I’ve been looking for something exactly like this. I keep the complete text of articles I’ve enjoyed but, to-date, effective searching has meant spinning up an ES instance, which is painful. This is a specific use case that isn’t necessarily well-served by something like grep or ripgrep. I’ll definitely try this, thanks - looks very elegant.

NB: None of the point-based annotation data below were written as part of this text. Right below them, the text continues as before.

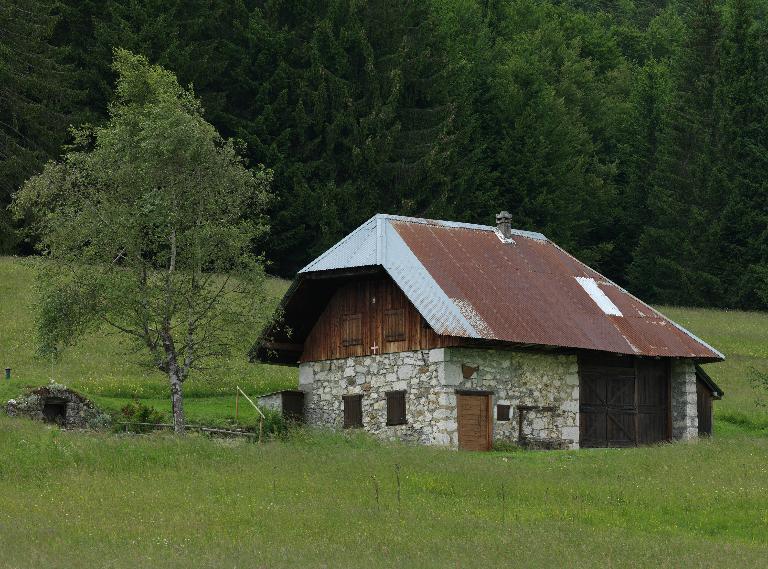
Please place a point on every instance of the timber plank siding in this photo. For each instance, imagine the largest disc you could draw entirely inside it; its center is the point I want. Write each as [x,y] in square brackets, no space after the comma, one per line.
[366,313]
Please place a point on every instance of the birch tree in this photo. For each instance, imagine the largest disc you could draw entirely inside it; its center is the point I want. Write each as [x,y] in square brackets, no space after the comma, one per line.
[141,223]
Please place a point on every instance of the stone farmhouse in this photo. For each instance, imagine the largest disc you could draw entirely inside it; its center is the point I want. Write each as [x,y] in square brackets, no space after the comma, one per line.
[463,335]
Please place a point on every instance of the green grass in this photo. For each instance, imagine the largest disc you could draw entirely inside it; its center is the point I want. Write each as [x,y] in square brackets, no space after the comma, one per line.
[743,338]
[101,500]
[91,500]
[104,368]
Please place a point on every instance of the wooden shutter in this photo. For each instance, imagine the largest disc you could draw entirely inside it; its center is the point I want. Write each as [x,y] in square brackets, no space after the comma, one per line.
[394,324]
[353,411]
[351,330]
[396,408]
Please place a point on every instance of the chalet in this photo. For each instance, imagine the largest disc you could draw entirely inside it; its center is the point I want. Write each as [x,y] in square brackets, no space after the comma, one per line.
[460,335]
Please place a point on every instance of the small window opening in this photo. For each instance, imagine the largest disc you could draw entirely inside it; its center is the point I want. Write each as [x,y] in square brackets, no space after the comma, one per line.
[396,408]
[351,330]
[353,411]
[394,324]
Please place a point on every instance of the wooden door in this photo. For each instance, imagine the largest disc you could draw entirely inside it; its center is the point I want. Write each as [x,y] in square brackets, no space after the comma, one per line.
[474,418]
[623,402]
[704,408]
[653,411]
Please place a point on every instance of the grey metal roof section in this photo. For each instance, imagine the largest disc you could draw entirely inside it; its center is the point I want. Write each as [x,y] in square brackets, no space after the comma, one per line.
[441,312]
[366,245]
[358,249]
[376,242]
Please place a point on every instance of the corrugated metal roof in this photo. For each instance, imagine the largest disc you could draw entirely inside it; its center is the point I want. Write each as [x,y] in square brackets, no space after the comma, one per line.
[467,281]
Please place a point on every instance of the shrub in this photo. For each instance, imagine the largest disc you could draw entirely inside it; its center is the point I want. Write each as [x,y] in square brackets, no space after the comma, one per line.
[137,412]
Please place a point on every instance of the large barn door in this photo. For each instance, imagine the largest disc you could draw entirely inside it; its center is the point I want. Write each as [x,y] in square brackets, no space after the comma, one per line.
[623,401]
[474,418]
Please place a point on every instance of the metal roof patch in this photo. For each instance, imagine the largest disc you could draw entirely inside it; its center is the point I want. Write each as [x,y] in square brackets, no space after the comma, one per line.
[603,302]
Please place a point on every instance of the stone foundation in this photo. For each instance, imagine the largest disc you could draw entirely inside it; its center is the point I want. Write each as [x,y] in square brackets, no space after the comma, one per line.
[685,420]
[542,391]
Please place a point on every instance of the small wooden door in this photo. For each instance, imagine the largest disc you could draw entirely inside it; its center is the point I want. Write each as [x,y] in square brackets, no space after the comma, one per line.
[704,407]
[474,418]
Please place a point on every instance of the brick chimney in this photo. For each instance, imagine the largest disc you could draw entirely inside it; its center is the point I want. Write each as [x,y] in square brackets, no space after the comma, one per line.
[504,224]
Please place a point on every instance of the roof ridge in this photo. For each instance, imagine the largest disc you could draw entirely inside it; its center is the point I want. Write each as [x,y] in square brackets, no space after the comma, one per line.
[458,225]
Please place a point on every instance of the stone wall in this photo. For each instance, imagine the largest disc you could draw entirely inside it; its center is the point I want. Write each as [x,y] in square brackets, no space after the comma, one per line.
[80,412]
[545,386]
[685,420]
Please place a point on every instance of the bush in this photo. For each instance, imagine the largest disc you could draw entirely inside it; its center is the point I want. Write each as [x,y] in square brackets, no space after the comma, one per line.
[137,412]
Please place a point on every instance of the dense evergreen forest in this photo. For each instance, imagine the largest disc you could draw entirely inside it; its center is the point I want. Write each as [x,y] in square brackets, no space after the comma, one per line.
[633,133]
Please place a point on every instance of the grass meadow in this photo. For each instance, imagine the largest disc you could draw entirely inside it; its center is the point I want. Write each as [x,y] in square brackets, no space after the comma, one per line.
[70,499]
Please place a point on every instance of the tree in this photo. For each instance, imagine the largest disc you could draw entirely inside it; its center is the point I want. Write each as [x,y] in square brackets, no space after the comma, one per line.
[141,223]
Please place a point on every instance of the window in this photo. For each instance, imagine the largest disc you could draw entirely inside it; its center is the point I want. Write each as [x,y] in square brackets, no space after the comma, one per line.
[353,411]
[351,330]
[394,324]
[396,408]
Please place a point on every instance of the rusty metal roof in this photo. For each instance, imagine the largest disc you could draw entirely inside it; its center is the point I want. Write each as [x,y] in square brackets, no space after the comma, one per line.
[469,281]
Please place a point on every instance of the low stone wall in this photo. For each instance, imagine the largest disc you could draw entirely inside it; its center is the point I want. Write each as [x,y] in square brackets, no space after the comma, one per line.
[542,391]
[80,413]
[541,387]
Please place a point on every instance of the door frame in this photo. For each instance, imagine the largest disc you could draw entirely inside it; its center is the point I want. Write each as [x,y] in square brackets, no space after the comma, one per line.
[489,415]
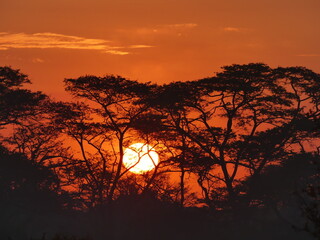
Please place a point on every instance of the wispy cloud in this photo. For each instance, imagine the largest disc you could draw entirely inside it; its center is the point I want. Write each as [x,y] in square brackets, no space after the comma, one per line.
[164,29]
[235,29]
[308,55]
[180,26]
[54,40]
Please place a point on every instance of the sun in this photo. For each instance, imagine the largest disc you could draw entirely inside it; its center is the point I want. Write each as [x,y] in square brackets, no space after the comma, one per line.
[140,158]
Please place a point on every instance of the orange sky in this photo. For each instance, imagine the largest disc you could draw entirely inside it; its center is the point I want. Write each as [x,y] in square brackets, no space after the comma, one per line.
[154,40]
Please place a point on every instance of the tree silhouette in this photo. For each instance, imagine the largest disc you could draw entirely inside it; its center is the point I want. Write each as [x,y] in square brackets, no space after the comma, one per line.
[103,128]
[242,119]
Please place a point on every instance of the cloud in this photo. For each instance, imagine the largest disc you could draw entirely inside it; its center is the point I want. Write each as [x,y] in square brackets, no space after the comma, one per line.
[37,60]
[140,46]
[308,55]
[180,26]
[49,40]
[235,29]
[165,29]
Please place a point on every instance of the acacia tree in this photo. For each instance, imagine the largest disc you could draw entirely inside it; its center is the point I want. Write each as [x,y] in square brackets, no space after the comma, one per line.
[243,118]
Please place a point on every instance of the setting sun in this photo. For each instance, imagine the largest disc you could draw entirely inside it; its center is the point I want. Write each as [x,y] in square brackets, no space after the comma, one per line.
[140,158]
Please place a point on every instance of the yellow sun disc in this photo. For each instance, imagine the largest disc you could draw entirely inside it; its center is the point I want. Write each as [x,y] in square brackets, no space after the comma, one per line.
[140,158]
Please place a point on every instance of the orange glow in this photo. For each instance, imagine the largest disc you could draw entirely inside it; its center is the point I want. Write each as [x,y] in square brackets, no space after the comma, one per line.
[140,158]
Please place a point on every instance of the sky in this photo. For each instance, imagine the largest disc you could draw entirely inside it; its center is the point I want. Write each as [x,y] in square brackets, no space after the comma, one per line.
[153,40]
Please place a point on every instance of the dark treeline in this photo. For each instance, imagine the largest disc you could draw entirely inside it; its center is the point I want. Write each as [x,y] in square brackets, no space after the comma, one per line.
[248,138]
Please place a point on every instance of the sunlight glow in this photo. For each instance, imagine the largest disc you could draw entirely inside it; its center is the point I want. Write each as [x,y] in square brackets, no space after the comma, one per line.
[140,158]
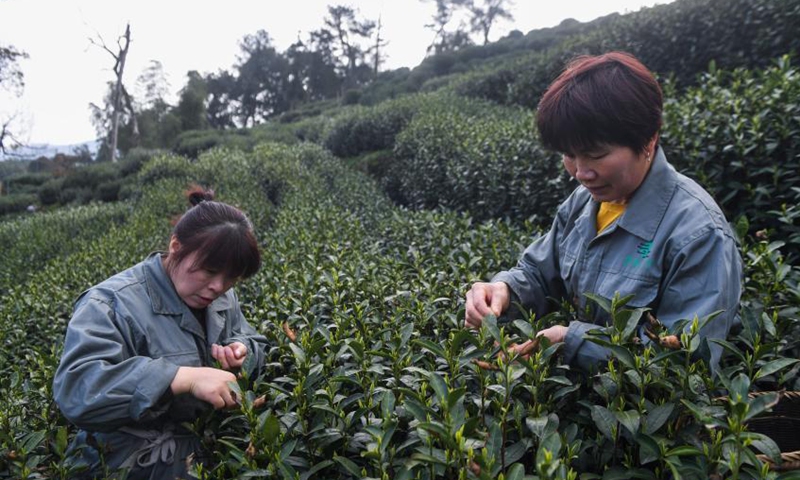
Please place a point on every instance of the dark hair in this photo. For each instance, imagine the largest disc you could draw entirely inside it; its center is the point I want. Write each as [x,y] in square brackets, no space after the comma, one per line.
[607,99]
[221,234]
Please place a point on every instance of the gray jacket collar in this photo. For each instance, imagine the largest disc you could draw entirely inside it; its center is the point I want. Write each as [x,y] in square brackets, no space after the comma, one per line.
[163,296]
[650,201]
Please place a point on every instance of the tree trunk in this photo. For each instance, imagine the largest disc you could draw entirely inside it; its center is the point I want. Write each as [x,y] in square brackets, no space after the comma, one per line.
[119,69]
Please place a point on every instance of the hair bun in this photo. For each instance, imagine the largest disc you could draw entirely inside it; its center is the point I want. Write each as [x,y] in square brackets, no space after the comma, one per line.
[196,195]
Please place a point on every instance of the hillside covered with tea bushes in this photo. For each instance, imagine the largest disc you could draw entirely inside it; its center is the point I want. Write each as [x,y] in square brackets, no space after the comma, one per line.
[375,217]
[380,379]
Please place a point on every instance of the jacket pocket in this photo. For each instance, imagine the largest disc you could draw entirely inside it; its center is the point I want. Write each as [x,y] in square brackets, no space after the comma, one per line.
[644,289]
[183,359]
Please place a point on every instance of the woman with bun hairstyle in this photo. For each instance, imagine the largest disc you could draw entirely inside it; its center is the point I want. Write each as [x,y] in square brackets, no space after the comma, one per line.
[158,344]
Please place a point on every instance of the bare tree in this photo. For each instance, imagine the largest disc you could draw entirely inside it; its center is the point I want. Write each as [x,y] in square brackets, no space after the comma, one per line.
[120,93]
[380,42]
[444,40]
[11,80]
[486,14]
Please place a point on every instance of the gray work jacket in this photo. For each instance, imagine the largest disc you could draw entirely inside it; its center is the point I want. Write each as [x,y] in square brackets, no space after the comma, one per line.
[672,248]
[126,339]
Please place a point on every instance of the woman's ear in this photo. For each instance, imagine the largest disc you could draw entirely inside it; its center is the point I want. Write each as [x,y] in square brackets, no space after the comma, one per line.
[651,145]
[174,244]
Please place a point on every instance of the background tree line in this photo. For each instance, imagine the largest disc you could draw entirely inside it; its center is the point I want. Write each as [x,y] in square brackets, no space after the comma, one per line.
[333,62]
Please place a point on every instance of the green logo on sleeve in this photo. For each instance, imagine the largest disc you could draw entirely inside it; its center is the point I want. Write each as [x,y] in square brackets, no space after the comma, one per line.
[641,258]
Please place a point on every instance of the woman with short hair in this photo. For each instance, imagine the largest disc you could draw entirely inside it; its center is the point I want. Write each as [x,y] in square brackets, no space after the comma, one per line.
[634,226]
[140,347]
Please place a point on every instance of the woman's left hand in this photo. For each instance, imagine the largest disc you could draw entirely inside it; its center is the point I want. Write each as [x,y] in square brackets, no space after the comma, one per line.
[230,356]
[556,333]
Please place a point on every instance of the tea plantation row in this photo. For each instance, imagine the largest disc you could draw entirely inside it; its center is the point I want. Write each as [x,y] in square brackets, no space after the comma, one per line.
[381,380]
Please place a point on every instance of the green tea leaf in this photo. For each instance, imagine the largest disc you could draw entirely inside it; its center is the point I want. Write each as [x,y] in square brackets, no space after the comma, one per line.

Can you say more, I'm curious.

Is it automated in some way during web browsing, remembering to copy to a folder when you enjoyed it enough, or do you use a reading app/e-reader to read them so they're already downloaded

d3nj4l

Not OP so I can't speak for them. There's a bunch of ways to do this, ranging from more turnkey solutions to collections of scripts and extensions you can use. On the turnkey side, there's programs like ArchiveBox[1] which take links and store them as WARC files. You can import your browsing history into ArchiveBox and set up a script to do it automatically. If you'd like to set something up yourself, you can extract your browsing history (eg, firefox stores its history in a sqlite database) and manually wget those urls. For a reference to the more "bootstrapped" version, I'll link to Gwern's post on their archiving setup [2]. It's fairly long, so I advise skipping to the parts you're interested in first.

1: https://github.com/ArchiveBox/ArchiveBox

2: https://www.gwern.net/Archiving-URLs